Aujourd’hui encore, Jan Gross voit de nouveau son nom apparaître sur la Une des journaux. Son dernier livre intitulé La peur. L'antisémitisme en Pologne au lendemain de la guerre. Une histoire de faillites morales réveille d’ardentes polémiques dans les églises polonaises, les cercles d’historiens et les médias. Professeur américain aux origines polonaises, cet auteur avait déjà publié en 2000 le très controversé Les Voisins, un livre passionnant sur la ville de Jedwabne dans laquelle, en 1941, les Polonais, inspirés par les Allemands, avaient brûlé des centaines de juifs.
La peur avait déjà été critiqué il y a deux ans, lors de sa sortie aux États-Unis. Au fil des pages, Gross y accuse les Polonais d’antisémitisme et s’appuie sur des exemples de violences commises envers les Juifs avant et juste après la seconde guerre mondiale, avec une attention particulière apportée au pogrom de Kielce.
Manque de rigueur journalistique
Selon lui, cette haine est née de la peur que les Polonais ont ressentie envers les Juifs survivants qui rentraient chez eux en 44. Les Polonais avaient, en effet, fait main basse sur leurs biens et portaient la culpabilité d'un tel comportement.

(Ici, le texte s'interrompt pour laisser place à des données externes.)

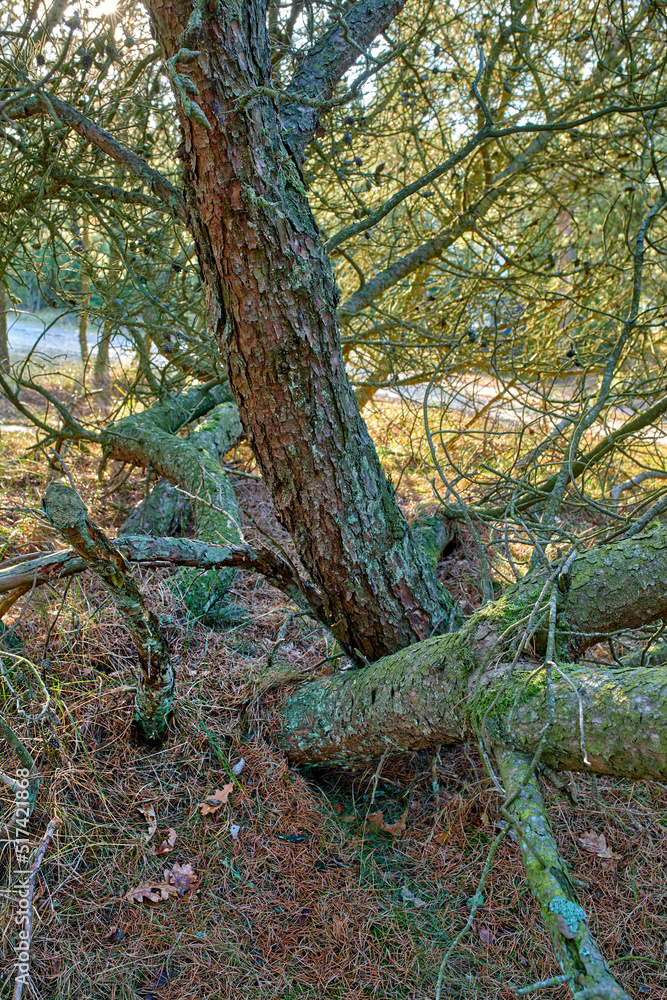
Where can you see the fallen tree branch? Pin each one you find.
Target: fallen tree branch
(577, 952)
(155, 679)
(147, 551)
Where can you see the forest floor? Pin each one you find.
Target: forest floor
(304, 883)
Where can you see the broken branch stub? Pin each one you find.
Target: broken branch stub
(155, 679)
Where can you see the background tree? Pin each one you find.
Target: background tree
(507, 228)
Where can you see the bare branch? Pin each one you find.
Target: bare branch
(326, 63)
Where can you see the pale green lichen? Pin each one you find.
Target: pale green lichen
(571, 912)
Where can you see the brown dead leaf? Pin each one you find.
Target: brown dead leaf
(167, 845)
(180, 877)
(213, 802)
(151, 892)
(148, 813)
(485, 935)
(177, 880)
(597, 844)
(397, 828)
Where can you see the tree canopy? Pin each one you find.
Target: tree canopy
(286, 212)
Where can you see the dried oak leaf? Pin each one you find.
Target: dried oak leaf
(395, 829)
(597, 844)
(148, 813)
(180, 877)
(212, 803)
(167, 845)
(151, 892)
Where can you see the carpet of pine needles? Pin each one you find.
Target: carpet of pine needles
(295, 893)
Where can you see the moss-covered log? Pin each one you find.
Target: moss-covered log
(155, 679)
(576, 950)
(147, 551)
(193, 464)
(607, 719)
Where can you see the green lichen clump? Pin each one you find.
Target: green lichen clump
(571, 912)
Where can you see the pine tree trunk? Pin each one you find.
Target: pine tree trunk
(272, 307)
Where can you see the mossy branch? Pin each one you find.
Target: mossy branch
(576, 950)
(155, 690)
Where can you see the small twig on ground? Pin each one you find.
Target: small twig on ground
(26, 918)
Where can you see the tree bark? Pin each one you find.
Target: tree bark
(193, 463)
(4, 343)
(272, 307)
(452, 688)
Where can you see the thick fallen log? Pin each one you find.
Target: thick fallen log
(193, 463)
(454, 688)
(50, 567)
(155, 678)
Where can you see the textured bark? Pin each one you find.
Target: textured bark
(327, 62)
(155, 678)
(193, 463)
(53, 566)
(4, 343)
(607, 719)
(272, 307)
(622, 585)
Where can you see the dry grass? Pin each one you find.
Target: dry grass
(308, 900)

Gross émet également des reproches en direction de l'église polonaise et la thèse selon laquelle l’antisémitisme d’après-guerre plonge ses racines dans l’immense influence qu’avaient les Juifs au sein du pouvoir communiste.

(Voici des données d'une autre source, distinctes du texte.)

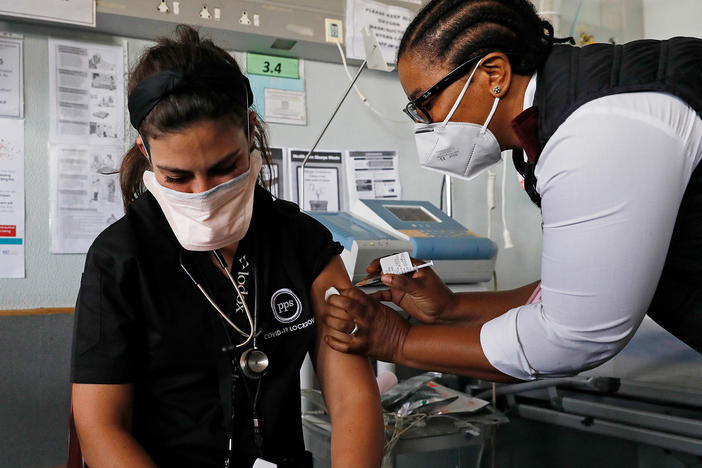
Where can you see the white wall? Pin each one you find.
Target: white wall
(668, 18)
(52, 280)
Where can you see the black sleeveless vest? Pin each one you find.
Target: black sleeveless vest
(573, 76)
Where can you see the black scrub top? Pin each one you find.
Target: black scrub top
(141, 320)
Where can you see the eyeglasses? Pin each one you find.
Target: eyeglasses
(415, 108)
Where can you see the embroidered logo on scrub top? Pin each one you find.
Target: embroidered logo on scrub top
(242, 278)
(286, 305)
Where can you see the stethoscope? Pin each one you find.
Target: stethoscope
(253, 362)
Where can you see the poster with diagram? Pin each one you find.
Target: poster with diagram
(322, 189)
(12, 218)
(86, 87)
(85, 194)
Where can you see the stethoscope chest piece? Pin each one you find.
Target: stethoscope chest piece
(253, 363)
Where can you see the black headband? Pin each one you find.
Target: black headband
(153, 89)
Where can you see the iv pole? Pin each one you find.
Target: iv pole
(301, 187)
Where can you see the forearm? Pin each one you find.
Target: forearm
(476, 308)
(358, 434)
(454, 350)
(111, 447)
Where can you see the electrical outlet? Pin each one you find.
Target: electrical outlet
(333, 30)
(162, 7)
(205, 13)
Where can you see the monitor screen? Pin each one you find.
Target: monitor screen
(412, 213)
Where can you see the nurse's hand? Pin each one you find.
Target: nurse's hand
(380, 331)
(422, 295)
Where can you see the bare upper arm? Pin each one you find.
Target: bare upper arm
(341, 376)
(102, 405)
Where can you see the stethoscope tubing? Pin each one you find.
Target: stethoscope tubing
(249, 336)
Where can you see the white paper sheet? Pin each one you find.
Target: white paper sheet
(373, 174)
(86, 83)
(287, 107)
(323, 179)
(11, 81)
(321, 188)
(387, 21)
(12, 198)
(85, 194)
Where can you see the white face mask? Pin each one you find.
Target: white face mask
(458, 149)
(213, 219)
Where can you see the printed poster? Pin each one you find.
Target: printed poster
(12, 218)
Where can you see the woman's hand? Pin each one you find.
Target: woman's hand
(422, 295)
(381, 331)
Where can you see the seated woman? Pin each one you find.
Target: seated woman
(197, 308)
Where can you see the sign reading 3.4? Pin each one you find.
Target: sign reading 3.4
(270, 65)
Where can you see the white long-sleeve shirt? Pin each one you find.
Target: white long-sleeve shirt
(611, 179)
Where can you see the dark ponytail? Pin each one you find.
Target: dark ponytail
(211, 96)
(454, 31)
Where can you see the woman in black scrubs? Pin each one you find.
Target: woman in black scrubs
(197, 308)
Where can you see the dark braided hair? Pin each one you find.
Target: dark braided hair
(454, 31)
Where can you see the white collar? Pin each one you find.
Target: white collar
(530, 92)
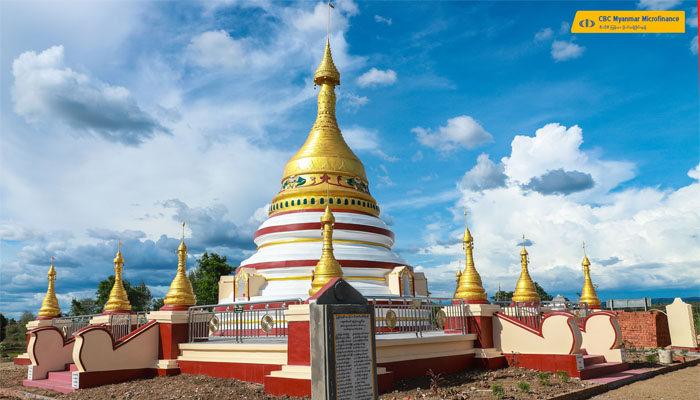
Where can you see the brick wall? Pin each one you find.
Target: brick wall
(644, 328)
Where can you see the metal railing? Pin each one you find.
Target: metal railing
(70, 325)
(418, 314)
(120, 325)
(239, 321)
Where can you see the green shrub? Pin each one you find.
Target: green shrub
(543, 378)
(564, 376)
(497, 391)
(524, 386)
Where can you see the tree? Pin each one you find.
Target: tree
(205, 277)
(139, 295)
(84, 306)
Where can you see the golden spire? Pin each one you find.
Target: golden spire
(588, 294)
(327, 267)
(469, 286)
(49, 307)
(118, 299)
(325, 161)
(525, 288)
(181, 293)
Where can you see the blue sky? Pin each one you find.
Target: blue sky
(121, 119)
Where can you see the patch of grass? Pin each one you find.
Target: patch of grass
(524, 387)
(564, 376)
(497, 391)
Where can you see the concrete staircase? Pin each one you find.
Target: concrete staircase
(60, 381)
(595, 366)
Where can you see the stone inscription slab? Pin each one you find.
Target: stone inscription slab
(353, 357)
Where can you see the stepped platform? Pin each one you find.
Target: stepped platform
(60, 381)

Suite à la sortie de l'ouvrage, les répliques ne se sont pas faites attendre. Reproche fondamental que les historiens avancent à l’adresse de Gross dans les médias : des recherches historiques insuffisantes. Ses détracteurs l’accusent de donner à son travail journalistique une apparence scientifique et dénotent une certaine « nonchalance dans la présentation des faits et des chiffres ». Ils lui reprochent aussi de ne citer que les parties de témoignages qui appuient la thèse centrale de son livre. Janusz Kurtyka, responsable de l’institut de mémoire nationale (IPN), critique Jan Gross et le surnomme même le « vampire de l’historiographie » en évoquant un manque réel de rigueur scientifique.
Brûlot anti-polonais ?
Dans un entretien avec l’auteur et publiciste Halina Bortnowska sur TVN24, l’éminent professeur et historien Andrzej Paczkowski a également fait part de son point de vue : « Le chercheur doit faire des découvertes par passion mais pas par mission. Jan Gross, lui, est habité par sa mission », observe-t-il. « La rapidité avec laquelle il généralise les problèmes est très traumatisante pour nous. Les mémoires polonaises et juives s'entrechoquent. L'une relève de la mémoire, noire ou blanche, l'autre de l'histoire qui doit être plus nuancée », explique enfin l'historien. Dans ses commentaires, Andrzej Paczkowski souligne que le livre polémique simplifie trop les relations entre Juifs et Polonais à l'après-guerre, surtout la dimension politique du conflit et le rôle des Juifs dans les structures des autorités communistes.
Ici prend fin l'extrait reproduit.